If on a winter’s night a traveler,
outside the town of Malbork,
leaning from the steep slope,
within fear of wind and vertigo,
looks down in the gathering shadow,
in a network of lines that enlace,
in a network of lines that intersect,
on a carpet of leaves illuminated by the moon,
around an empty grave –
What story down there awaits its end?
If On a Winter’s Night a Traveler is a short miracle of a book written by Italo Calvino. I am thinking of rereading it again for perhaps the tenth time. It’s written so beautifully it feels like poetry. In fact, the chapter titles, as you can see above, seem to make a poem. But the real poetry is the evocative language and the deep, authentic love of language that Calvino reveals.
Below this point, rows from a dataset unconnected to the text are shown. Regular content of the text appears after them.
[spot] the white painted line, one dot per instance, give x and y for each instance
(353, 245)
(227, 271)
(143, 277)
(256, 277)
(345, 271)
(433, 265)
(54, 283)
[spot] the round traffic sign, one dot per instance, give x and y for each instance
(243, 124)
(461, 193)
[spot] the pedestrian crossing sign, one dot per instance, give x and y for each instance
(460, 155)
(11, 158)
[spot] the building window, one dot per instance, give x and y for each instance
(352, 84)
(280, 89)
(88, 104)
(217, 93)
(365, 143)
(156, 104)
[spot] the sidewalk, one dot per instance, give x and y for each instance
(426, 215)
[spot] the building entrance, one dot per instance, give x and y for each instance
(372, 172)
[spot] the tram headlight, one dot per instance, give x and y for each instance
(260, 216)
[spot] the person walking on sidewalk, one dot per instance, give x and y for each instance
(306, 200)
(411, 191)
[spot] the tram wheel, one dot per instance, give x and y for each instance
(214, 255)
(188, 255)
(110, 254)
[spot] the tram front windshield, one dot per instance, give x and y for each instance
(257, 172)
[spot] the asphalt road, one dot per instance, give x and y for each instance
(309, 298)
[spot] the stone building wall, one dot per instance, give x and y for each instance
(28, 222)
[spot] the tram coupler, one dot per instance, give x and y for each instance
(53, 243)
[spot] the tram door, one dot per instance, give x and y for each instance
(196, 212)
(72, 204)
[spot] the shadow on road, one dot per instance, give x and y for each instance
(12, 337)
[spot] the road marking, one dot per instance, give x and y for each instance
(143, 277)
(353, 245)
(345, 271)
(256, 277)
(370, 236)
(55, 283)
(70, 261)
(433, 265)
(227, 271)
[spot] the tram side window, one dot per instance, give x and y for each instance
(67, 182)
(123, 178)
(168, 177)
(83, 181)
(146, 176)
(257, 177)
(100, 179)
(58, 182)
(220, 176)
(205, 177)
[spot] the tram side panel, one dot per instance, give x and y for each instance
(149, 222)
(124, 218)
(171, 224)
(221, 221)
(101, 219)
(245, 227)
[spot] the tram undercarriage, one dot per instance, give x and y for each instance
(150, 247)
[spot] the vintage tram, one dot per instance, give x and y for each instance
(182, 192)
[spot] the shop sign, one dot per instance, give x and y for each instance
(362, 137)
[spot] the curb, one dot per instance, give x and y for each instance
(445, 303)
The novel begins in a railway station, the locomotive huffs, steam from a piston covers the opening of the chapter, a cloud of smoke hides part of the first paragraph. In the odor of the station there is a passing whiff of station café odor. There is someone looking throughout he befogged glass, he open the glass door of the bar, everything is misty inside, too, as if seen by nearsighted eyes, or eyes irritated by coal dust. The pages of the book are clouded like the windows of an old train, the cloud of smokes on the sentences. It is a rainy evening; the man enter the bark he unbuttons his damp overcoat; a cloud of steam enfold him; a whistle dies away along tracks that are glistening with rain, as far as the eye can see.